Cependant, l’exploration de Wajsbrot ne s’effectue pas par l’essai philosophique mais par le roman qui, loin de tout exposé systématique, est vécu comme une aventure: «une fois commencé, le récit nous mène dans des zones incertaines qu’il serait absurde de vouloir déterminer à l’avance.» (173). Ecrire, c’est s’aventurer «en haute mer», comme un «navigateur du large» (Beaune-la-Rolande, 2004, 52), vers des terres inconnues, loin du port. En outre, par son caractère narratif, le roman permet une dramatisation de l’expérience du récepteur. Et c’est cette orientation sur la réception qui fait la profonde originalité du cycle. Car s’il existe une multitude de romans mettant au centre un grand artiste—Le chef d’œuvre inconnu de Balzac, L’œuvre de Zola, Le Docteur Faustus de Thomas Mann, La carte et le territoire de Michel Houellebecq, pour ne citer que les plus connus—il en existe peu dont le protagoniste se trouve de l’autre côté, celui de la réception. Et il en est moins encore dont la protagoniste est féminine.

On peut se demander d’où vient l’intérêt de Wajsbrot pour le versant de la réception. Il y a certes une raison quantitative: si les créateurs, les artistes sont peu nombreux, le public, par contre, est sans nombre: il s’agit de nous tous. N’est-ce pas déjà une raison pour ne pas négliger leur expérience ? Une autre raison, plus prégnante, est qu’en tout artiste, il y a un créateur et un récepteur. On peut imaginer que Wajsbrot ait voulu mettre en scène le dialogue entre ces deux instances, dialogue intérieur à tout artiste. Cependant, l’auteur a choisi le genre du roman, avec des personnages en chair et en os, et non celui du dialogue philosophique, ce qui rend cette hypothèse moins convaincante.

Une autre réponse encore est que le récepteur—plus que le créateur—est un être plongé de plain-pied dans le monde, dans l’Histoire. Contrairement au créateur qui peut (qui devrait peut-être) garder ses distances par rapport au monde, le récepteur est acculé au réel. Lorsqu’il/elle regarde une œuvre plastique, écoute une chanson ou une symphonie, lit un livre, il est contraint de se poser en permanence une question: comment cette œuvre adhère-t-elle au monde, à notre époque? Dans quelle mesure est-elle, comme on dit en allemand, «zeitgemäss»? C’est une question que Wajsbrot a développée dans son essai «Le son du silence» (2008a), où elle se positionne par rapport à la littérature française d’après-guerre. Elle y marque ses distances par rapport aux avant-gardes artistiques des années 1960–70, du Nouveau Roman à Oulipo.
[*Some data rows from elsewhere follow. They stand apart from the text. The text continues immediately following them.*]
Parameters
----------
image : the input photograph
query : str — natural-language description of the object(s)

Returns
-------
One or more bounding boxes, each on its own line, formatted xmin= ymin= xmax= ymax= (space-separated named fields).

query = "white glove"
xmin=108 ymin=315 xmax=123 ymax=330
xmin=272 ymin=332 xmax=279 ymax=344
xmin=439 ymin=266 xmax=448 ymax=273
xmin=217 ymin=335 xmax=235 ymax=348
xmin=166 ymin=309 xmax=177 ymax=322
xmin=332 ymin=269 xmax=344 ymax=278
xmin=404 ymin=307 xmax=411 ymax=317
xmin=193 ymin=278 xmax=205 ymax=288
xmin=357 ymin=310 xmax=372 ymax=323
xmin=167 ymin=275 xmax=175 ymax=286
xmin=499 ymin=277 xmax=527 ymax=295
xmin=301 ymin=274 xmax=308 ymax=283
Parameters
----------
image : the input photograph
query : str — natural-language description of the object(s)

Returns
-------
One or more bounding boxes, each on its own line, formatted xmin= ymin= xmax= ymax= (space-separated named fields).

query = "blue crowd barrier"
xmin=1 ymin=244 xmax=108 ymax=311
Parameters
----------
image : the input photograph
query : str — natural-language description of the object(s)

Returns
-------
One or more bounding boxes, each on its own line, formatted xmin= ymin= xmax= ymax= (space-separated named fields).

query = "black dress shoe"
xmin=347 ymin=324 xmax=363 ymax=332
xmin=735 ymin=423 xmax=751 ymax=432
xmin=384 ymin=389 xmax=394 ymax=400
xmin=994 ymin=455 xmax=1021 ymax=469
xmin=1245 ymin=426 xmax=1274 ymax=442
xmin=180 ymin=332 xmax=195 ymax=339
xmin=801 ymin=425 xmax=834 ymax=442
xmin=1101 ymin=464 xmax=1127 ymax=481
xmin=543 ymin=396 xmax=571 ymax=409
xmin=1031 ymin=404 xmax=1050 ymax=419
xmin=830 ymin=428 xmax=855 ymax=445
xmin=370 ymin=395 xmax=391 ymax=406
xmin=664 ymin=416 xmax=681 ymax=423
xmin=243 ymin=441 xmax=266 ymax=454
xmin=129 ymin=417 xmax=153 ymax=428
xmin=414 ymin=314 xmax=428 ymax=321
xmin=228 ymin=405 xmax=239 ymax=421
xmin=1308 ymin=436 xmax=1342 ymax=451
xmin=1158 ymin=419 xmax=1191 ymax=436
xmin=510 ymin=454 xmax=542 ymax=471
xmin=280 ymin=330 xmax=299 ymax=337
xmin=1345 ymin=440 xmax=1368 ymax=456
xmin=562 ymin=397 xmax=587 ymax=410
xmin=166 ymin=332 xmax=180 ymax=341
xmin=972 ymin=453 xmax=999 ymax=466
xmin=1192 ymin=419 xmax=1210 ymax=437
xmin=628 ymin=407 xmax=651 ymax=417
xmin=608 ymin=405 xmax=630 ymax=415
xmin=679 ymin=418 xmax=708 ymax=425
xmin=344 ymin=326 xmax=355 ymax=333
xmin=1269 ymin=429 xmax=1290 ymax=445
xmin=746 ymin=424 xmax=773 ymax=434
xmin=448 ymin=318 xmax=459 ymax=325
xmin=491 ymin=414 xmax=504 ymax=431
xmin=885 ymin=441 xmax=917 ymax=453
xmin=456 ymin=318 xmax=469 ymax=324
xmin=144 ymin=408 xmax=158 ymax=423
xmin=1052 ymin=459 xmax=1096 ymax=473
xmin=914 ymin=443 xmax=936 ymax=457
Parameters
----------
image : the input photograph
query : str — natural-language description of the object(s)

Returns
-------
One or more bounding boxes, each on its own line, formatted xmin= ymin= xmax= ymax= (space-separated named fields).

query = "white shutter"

Elle leur reproche en bloc d’avoir tourné le dos au monde réel et de s’être réfugié dans le formalisme et le repli sur soi (2008a, 245). Face à ces avant-gardes, partisanes d’un art qui ne prend plus en charge le monde, elle y prône un roman qui s’ouvre pleinement sur celui-ci et sur l’Histoire, et qui forme par là même une jonction entre le contenu et la forme littéraire.

Or si on examine l’œuvre de Wajsbrot dans son ensemble, il y a un mot qui, pour elle, résume l’expérience-clef qui marque notre époque et investit la vie quotidienne de ses personnages: c’est la notion de «catastrophe», ou de désastre. C’est un terme qui pourra étonner par son caractère apocalyptique et son pathos, mais il parcourt en filigrane ses romans, depuis les tout premiers. En effet, dans Beaune-la-Rolande (2004), Mémorial (2005) et La Trahison (2005), Wajsbrot, qui descend de Juifs polonais émigrés en France dans les années 1920, et dont le grand-père a été déporté, interroge la mémoire de la Shoah et de Vichy, tout particulièrement dans la perspective des générations nées après. Cependant, refusant de se voir éternellement comme «gardienne du temple» (Wajsbrot 2008b, 28), Wajsbrot souligne volontiers que de l’eau a passé sous les ponts depuis 1945, et que l’écrivain doit témoigner non seulement du passé, mais aussi de sa propre époque, donc du XXIe siècle:

Nous sommes dans l’après-coup. Et le désastre est devant nous, la catastrophe est annoncée, elle porte d’autres noms, des noms qui ne sont plus des noms de lieu, des noms de villes comme au XXe siècle [allusion, bien entendu, à Auschwitz] mais des noms communs, des expressions: changement climatique, effet de serre, émeutes de la faim – tsunami. (Wajsbrot 2008a, 248).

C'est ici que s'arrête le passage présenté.